Methods: A pool of 43 items was developed based on construct definitions of shame and pride that emerged from a previous qualitative study. The items underwent a three-step review, including expert review and cognitive interviews with five sexual minority adolescents. Data to test the psychometrics of the SMIES were collected as part of a longitudinal study looking at minority stress over time among a national sample of sexual minority adolescents. A subsample of 330 participants from the third wave of data collection was used in this study. We split the sample so that 100 cases were used for an exploratory factor analysis (EFA) and for testing the internal consistency reliability and convergent validity of the SMIES. The remaining 230 cases were used for a confirmatory factor analysis (CFA) and multigroup invariance testing across White (n = 125) and non-White (n = 105) respondents.
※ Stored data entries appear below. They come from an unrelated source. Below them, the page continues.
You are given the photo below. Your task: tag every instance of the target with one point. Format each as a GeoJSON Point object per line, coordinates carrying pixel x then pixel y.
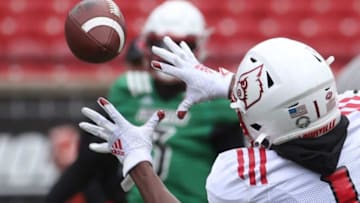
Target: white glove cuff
{"type": "Point", "coordinates": [134, 158]}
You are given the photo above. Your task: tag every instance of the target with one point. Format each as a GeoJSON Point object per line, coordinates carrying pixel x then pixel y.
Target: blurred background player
{"type": "Point", "coordinates": [208, 129]}
{"type": "Point", "coordinates": [348, 77]}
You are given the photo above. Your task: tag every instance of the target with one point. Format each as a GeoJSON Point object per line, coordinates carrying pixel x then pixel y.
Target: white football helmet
{"type": "Point", "coordinates": [285, 90]}
{"type": "Point", "coordinates": [180, 20]}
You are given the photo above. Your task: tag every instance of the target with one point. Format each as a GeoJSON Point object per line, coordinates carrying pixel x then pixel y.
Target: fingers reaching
{"type": "Point", "coordinates": [94, 130]}
{"type": "Point", "coordinates": [155, 119]}
{"type": "Point", "coordinates": [165, 54]}
{"type": "Point", "coordinates": [112, 112]}
{"type": "Point", "coordinates": [184, 108]}
{"type": "Point", "coordinates": [100, 147]}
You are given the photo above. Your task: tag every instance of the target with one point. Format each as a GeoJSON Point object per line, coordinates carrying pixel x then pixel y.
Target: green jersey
{"type": "Point", "coordinates": [183, 152]}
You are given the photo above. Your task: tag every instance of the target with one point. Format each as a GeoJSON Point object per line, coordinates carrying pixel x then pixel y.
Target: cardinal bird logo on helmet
{"type": "Point", "coordinates": [249, 87]}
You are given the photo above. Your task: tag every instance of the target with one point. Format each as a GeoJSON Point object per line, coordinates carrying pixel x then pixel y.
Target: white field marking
{"type": "Point", "coordinates": [105, 21]}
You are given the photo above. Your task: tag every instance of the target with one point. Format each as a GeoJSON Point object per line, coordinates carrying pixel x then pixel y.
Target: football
{"type": "Point", "coordinates": [95, 30]}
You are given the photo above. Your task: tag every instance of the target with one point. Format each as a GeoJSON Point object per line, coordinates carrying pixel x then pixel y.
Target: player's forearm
{"type": "Point", "coordinates": [149, 184]}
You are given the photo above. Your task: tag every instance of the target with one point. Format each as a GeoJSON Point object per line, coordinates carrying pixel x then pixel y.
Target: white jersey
{"type": "Point", "coordinates": [259, 175]}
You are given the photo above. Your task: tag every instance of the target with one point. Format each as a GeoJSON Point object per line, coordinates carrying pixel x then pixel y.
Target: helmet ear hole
{"type": "Point", "coordinates": [256, 126]}
{"type": "Point", "coordinates": [269, 80]}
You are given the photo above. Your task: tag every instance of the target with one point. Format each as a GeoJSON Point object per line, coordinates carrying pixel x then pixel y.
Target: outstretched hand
{"type": "Point", "coordinates": [130, 144]}
{"type": "Point", "coordinates": [203, 83]}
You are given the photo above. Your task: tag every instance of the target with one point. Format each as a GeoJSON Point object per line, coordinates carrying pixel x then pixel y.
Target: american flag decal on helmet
{"type": "Point", "coordinates": [349, 102]}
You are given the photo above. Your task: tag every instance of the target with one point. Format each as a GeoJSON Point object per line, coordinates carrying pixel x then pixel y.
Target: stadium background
{"type": "Point", "coordinates": [42, 84]}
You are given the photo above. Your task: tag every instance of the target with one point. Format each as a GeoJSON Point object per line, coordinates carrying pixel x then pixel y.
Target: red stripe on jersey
{"type": "Point", "coordinates": [342, 186]}
{"type": "Point", "coordinates": [240, 156]}
{"type": "Point", "coordinates": [251, 166]}
{"type": "Point", "coordinates": [263, 177]}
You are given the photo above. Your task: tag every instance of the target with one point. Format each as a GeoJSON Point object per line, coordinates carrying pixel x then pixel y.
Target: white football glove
{"type": "Point", "coordinates": [130, 144]}
{"type": "Point", "coordinates": [203, 83]}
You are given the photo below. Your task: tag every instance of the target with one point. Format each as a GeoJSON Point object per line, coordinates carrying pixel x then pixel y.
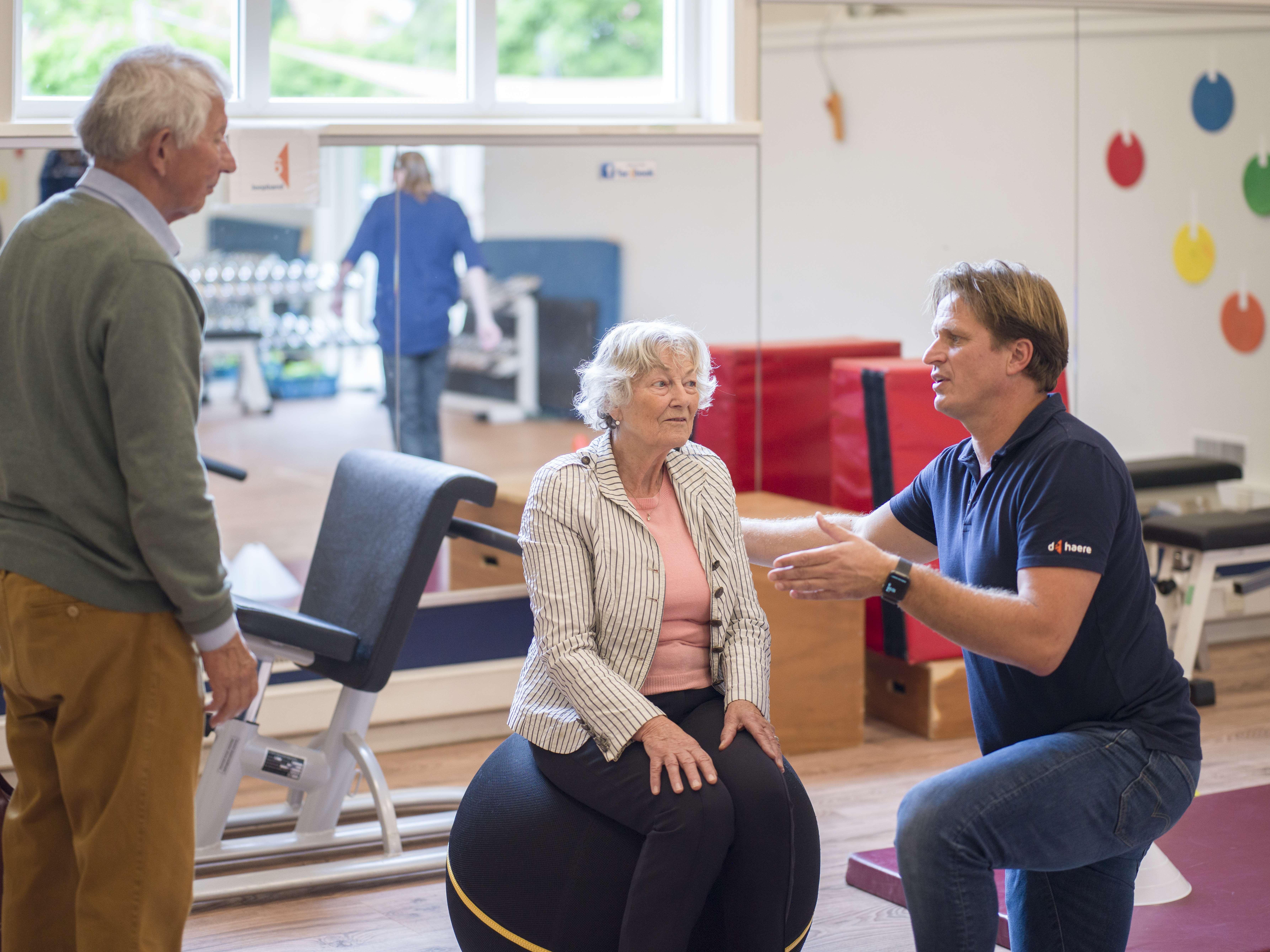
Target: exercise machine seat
{"type": "Point", "coordinates": [1180, 471]}
{"type": "Point", "coordinates": [530, 867]}
{"type": "Point", "coordinates": [1208, 532]}
{"type": "Point", "coordinates": [385, 520]}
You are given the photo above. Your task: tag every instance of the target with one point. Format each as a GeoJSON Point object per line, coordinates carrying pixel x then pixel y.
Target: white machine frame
{"type": "Point", "coordinates": [1194, 572]}
{"type": "Point", "coordinates": [319, 778]}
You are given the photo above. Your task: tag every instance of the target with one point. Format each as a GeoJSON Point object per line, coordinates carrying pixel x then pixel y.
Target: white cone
{"type": "Point", "coordinates": [257, 574]}
{"type": "Point", "coordinates": [1159, 880]}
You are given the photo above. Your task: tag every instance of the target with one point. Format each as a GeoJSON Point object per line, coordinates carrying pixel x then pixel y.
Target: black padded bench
{"type": "Point", "coordinates": [1193, 550]}
{"type": "Point", "coordinates": [1180, 485]}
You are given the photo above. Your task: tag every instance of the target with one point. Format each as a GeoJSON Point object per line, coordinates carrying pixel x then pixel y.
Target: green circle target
{"type": "Point", "coordinates": [1256, 186]}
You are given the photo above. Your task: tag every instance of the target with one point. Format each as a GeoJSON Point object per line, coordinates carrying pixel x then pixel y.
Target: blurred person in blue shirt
{"type": "Point", "coordinates": [432, 229]}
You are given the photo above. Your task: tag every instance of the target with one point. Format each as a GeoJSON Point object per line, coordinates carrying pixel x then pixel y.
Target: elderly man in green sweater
{"type": "Point", "coordinates": [110, 555]}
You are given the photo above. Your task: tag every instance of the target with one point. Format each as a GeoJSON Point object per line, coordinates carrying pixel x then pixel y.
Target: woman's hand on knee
{"type": "Point", "coordinates": [671, 747]}
{"type": "Point", "coordinates": [744, 716]}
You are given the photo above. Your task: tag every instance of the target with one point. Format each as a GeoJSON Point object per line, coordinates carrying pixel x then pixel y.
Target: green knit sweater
{"type": "Point", "coordinates": [102, 494]}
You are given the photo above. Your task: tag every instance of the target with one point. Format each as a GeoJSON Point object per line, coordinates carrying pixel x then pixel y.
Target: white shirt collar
{"type": "Point", "coordinates": [114, 190]}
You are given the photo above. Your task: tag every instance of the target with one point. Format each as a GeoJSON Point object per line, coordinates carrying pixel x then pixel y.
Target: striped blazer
{"type": "Point", "coordinates": [597, 586]}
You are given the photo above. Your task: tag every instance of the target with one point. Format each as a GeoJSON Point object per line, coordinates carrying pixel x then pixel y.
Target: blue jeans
{"type": "Point", "coordinates": [1069, 817]}
{"type": "Point", "coordinates": [423, 378]}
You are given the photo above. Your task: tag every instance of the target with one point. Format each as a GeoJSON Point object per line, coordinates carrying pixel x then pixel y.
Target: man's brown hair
{"type": "Point", "coordinates": [1013, 303]}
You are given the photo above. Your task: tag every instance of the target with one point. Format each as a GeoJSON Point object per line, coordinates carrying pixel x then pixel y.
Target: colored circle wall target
{"type": "Point", "coordinates": [1194, 257]}
{"type": "Point", "coordinates": [1126, 159]}
{"type": "Point", "coordinates": [1244, 327]}
{"type": "Point", "coordinates": [1213, 102]}
{"type": "Point", "coordinates": [1256, 186]}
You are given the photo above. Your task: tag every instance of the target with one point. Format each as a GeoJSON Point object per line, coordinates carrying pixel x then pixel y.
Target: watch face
{"type": "Point", "coordinates": [896, 588]}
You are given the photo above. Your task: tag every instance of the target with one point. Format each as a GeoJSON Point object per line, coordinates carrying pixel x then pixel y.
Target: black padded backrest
{"type": "Point", "coordinates": [1180, 471]}
{"type": "Point", "coordinates": [385, 520]}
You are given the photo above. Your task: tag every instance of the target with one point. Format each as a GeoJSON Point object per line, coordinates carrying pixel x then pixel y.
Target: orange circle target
{"type": "Point", "coordinates": [1244, 329]}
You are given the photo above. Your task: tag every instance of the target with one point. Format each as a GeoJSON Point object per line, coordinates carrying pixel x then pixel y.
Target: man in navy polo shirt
{"type": "Point", "coordinates": [1090, 743]}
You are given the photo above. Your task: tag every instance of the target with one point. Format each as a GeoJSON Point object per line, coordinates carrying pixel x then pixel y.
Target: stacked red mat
{"type": "Point", "coordinates": [884, 430]}
{"type": "Point", "coordinates": [796, 412]}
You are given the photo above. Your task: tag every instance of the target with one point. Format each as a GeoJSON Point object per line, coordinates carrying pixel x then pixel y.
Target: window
{"type": "Point", "coordinates": [67, 44]}
{"type": "Point", "coordinates": [373, 49]}
{"type": "Point", "coordinates": [586, 51]}
{"type": "Point", "coordinates": [392, 59]}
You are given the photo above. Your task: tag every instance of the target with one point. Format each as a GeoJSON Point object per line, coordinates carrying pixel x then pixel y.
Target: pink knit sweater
{"type": "Point", "coordinates": [683, 656]}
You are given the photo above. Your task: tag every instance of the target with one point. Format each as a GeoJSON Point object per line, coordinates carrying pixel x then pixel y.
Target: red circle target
{"type": "Point", "coordinates": [1126, 159]}
{"type": "Point", "coordinates": [1244, 329]}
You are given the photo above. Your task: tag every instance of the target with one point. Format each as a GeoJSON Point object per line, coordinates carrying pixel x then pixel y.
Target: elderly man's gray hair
{"type": "Point", "coordinates": [627, 354]}
{"type": "Point", "coordinates": [145, 91]}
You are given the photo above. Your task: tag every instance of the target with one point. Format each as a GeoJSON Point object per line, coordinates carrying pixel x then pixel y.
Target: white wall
{"type": "Point", "coordinates": [689, 237]}
{"type": "Point", "coordinates": [1155, 367]}
{"type": "Point", "coordinates": [20, 185]}
{"type": "Point", "coordinates": [962, 143]}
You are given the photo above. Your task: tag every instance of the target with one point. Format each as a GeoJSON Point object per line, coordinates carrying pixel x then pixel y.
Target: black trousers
{"type": "Point", "coordinates": [732, 839]}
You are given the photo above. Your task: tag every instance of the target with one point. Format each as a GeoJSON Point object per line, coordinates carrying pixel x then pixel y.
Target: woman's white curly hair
{"type": "Point", "coordinates": [628, 353]}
Prevailing measurement standards respective to each analysis were used to evaluate the construction and quality of the SMIES.
Results: The EFA found the SMIES to have a four-factor structure with 29 items exhibiting moderate to strong loadings. The shame and pride subscales had strong internal consistency (α = .94 and .91, respectively). The measure also demonstrated adequate convergent validity with general measures of shame and pride and a measure of internalized homonegativity. Results from the CFA suggests the four-factor structure and covariance between the factors of the SMIES had strong fit with the data, χ2 (371) = 660.089, p = .000, RMSEA = .058, TFI = .971, and CFI = .974. Multigroup invariance testing found the measure to be equivalent across White and non-White participants at the configural- and metric-levels but was partially invariant at the scalar-level.
Conclusion/Implications: Shame and pride about sexual minority identity are discrete constructs from general shame and pride. The shame subscale exhibited stronger correlations to internalized homonegativity than in the existing literature. Findings from the CFA and multigroup invariance test provide additional support for the construct validity of the SMIES. Research should continue investigating the equivalence of the SMIES within sexual minority adolescents of color and across other subgroups of sexual minority adolescents. Research can also use the measure to assess the impact shame and pride have on the development and well-being of sexual minority adolescents.